Duodenal hyperdilatation

Introduction

Introduction One of the clinical symptoms of acute jejunal input sputum obstruction in the high jejunal sputum syndrome is one of the causes of acute gastric dilatation. The duodenum is between the stomach and the jejunum. The length of the adult is 20-25 cm, the diameter of the tube is 4-5 cm, and it is close to the posterior wall of the abdomen. It is the shortest length of the small intestine, the largest diameter, the deepest position and the most fixed. Small intestine segment. Both the pancreatic duct and the common bile duct open in the duodenum. Therefore, it accepts both gastric juice and pancreatic juice and bile injection, so the digestive function of the duodenum is very important. The shape of the duodenum is "C" shape, which covers the head of the pancreas and can be divided into four parts: the upper part, the lower part, the horizontal part and the ascending part.

Cause

Cause

Disease status Duodenal hoarding, duodenal tumor, foreign body, etc. caused by certain diseases such as gastric torsion, incarcerated esophageal hiatal hernia, etc. can cause gastric dilatation. Pathological changes of tissues and organs around the pylorus, such as spinal deformity, annular pancreas, pancreatic cancer, etc., if the output channel of the stomach is compressed, can cause acute gastric dilatation. Long-term bedridden patients with chronic diseases, as well as post-spinal extension, body plaster model fixation, can also occur gastric and duodenal dilatation, may be related to duodenal compression of the superior mesenteric artery. Various causes of autonomic dysfunction, diabetic neuropathy, severe infections (such as sepsis), the use of anticholinergic drugs, and potassium and water imbalances in the balance of water and electrolytes can affect gastric tension and gastric tract Empty leads to acute gastric dilatation.
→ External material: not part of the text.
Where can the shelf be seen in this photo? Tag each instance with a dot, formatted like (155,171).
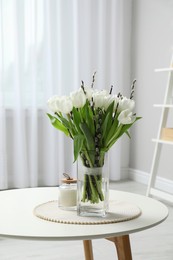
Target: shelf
(162,141)
(164,69)
(162,105)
The stomach and duodenum are highly dilated, the stomach wall may be thinned due to excessive stretching, the surface of the stomach is dilated and hyperemia, and there are bleeding in various layers of the stomach wall. Individual blood vessels may have thrombosis, or necrosis and perforation due to blood circulation disorder. . The stomach wall thickens when there is inflammatory edema. In most patients, the duodenal transverse is compressed by the superior mesenteric artery, and even the duodenal wall may have compression ulcers. In the advanced stage, there are small erosion points on the gastric mucosa. Peritonitis can be caused when the stomach wall is necrotic and perforated.

Examine

an examination

Related inspection

Duodenal drainage microscopy for blood routine

According to the history and physical signs, combined with laboratory tests and abdominal X-ray signs, the diagnosis is generally not difficult. Gastric dilatation that occurs after surgery is often misdiagnosed due to atypical symptoms and confusion with general postoperative gastrointestinal symptoms. In addition, it should be differentiated from intestinal obstruction and intestinal paralysis. Intestinal obstruction and intestinal paralysis mainly involve the small intestine. The abdominal distension is obvious in the middle of the abdomen. There is no large amount of fluid and gas in the stomach. The patient will not have much benefit after evacuating the stomach contents. The X-ray film can be seen in a plurality of stepped liquid levels.

1. Early, long-term bed rest or over-satisfaction after surgery, there is swelling of the upper abdomen, accompanied by symptoms of involuntary and powerless vomiting of stomach contents.

2. X-ray abdominal plain film can be seen in the dilated and gas-filled stomach cavity, which has a huge intragastric fluid-liquid level, and most of them occupy most of the abdominal cavity.

3. Pyloric obstruction, high mechanical intestinal obstruction and acute gastroenteritis should be excluded.

Diagnosis

Differential diagnosis

Should be noted with diffuse peritonitis, high mechanical intestinal obstruction and pyloric obstruction. Diffuse peritonitis often has a history of intestinal perforation or acute inflammation of the abdominal organs, with signs of peritoneal irritation, loss of bowel sounds, and elevated body temperature and white blood cell count. High intestinal mechanical obstruction in the small intestine, often with paroxysmal colic, hyperthyroidism, vomit is the content of the small intestine, swelling is not obvious, X-ray examination can be seen a number of stepped liquid level. Pyloric obstruction often has a history of chronic stomach and duodenal ulcer. The stomach type and gastric peristalsis wave are visible. The degree of gastric dilatation is very light. The content of vomiting is food and gastric juice.